Jeremy Swain, the Government’s adviser on homelessness, was also interviewed. He said:
“I was involved with Housing First in the 1990s and I’m a big fan, but the problem is there is a slight danger that we think that everybody in those hotels at the moment needs wraparound support and they need it for a long time. What we need to be doing, as well as getting people into housing, is to get people into work. And that is what they are wanting. That’s what they want – when I was at Thames Reach and you put out the questionnaires, 75 per cent of people wanted the services to help them get jobs. Consistently it is bottom of the list for the homelessness sector when for the people themselves it is top of the list.”
That is the tricky part. Amidst Government spending of £850 billion a year, funding an extra 5,000 hostel beds is a footling item. (That’s even before we consider the £10 billion a year we give to charity, often to help the homeless.) Getting those who have taken a wrong turn in life back on the path to proud, independent, and responsible existence is harder. Getting a job would be a pretty obvious ambition. Often that will mean overcoming such afflictions as drug addiction, alcoholism, and mental illness. When I was a councillor in Hammersmith and Fulham I found that very little specialist accommodation was provided – even though the Council had a very substantial Public Health budget which was largely wasted.
Many of those in emergency accommodation have been put up in hotels that would otherwise be empty. It is welcome that hotels are going back to normal business as the economy reopens. That does mean that alternative places to stay are needed – though some hotels are extended their contracts for emergency accommodation. Some universities have made rooms available in their halls of residence – after all college authorities need the money and these rooms would otherwise be empty at present. Some YMCA hostels have single rooms. Then councils have managed to find rooms for some in the private rented sector.

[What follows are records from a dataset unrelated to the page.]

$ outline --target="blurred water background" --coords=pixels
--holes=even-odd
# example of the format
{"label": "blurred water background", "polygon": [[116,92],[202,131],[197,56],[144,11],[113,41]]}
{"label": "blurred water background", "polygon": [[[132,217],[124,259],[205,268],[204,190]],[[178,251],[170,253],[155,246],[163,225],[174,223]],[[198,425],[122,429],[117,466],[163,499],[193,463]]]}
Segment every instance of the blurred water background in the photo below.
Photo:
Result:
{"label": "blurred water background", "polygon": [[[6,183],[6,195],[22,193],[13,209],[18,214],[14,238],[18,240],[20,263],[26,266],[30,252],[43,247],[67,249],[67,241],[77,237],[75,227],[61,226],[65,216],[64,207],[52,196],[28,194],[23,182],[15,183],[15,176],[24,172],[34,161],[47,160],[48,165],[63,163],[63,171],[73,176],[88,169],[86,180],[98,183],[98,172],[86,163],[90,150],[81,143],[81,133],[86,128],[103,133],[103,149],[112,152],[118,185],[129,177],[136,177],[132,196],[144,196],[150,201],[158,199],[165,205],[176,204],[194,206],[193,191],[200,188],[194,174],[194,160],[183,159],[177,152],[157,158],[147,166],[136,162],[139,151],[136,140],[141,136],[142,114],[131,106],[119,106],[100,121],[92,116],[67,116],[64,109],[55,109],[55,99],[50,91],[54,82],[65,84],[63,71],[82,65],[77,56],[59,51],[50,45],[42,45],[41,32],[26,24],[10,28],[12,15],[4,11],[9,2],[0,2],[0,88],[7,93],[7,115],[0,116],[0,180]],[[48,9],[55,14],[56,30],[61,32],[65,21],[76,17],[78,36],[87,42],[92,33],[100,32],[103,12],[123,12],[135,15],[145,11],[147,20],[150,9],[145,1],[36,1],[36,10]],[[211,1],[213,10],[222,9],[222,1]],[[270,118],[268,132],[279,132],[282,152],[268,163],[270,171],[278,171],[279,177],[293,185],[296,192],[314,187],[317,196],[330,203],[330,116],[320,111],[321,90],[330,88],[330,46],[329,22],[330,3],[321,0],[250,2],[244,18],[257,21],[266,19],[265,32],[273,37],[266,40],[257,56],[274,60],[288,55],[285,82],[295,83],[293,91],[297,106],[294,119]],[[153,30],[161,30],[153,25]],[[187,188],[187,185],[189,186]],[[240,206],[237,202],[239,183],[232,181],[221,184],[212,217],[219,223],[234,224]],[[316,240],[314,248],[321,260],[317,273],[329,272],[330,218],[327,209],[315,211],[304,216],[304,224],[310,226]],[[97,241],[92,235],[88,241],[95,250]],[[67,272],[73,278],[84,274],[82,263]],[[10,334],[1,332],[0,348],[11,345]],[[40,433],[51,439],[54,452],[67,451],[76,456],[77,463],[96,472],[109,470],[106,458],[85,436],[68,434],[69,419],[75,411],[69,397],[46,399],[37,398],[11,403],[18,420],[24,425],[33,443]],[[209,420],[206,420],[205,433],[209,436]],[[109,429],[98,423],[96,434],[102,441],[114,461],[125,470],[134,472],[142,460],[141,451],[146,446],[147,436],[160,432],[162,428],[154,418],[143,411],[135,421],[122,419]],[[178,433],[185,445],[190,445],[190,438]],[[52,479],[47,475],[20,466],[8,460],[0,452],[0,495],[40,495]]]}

In the long term though, the Government plans new hostel places for 6,000. Much of this will be for specialist housing to cater for particular medical conditions. That will be crucial for these unfortunate souls to have their lives turned around.
“Never let a good crisis go to waste,” declared Winston Churchill. The signs are encouraging with respect to the impact of the pandemic on rough sleeping. A passive response from the authorities to those sleeping in shop doorways and along underpasses is no longer acceptable. Most of those people have already made some reconnection with society and there is every chance that it will not be broken.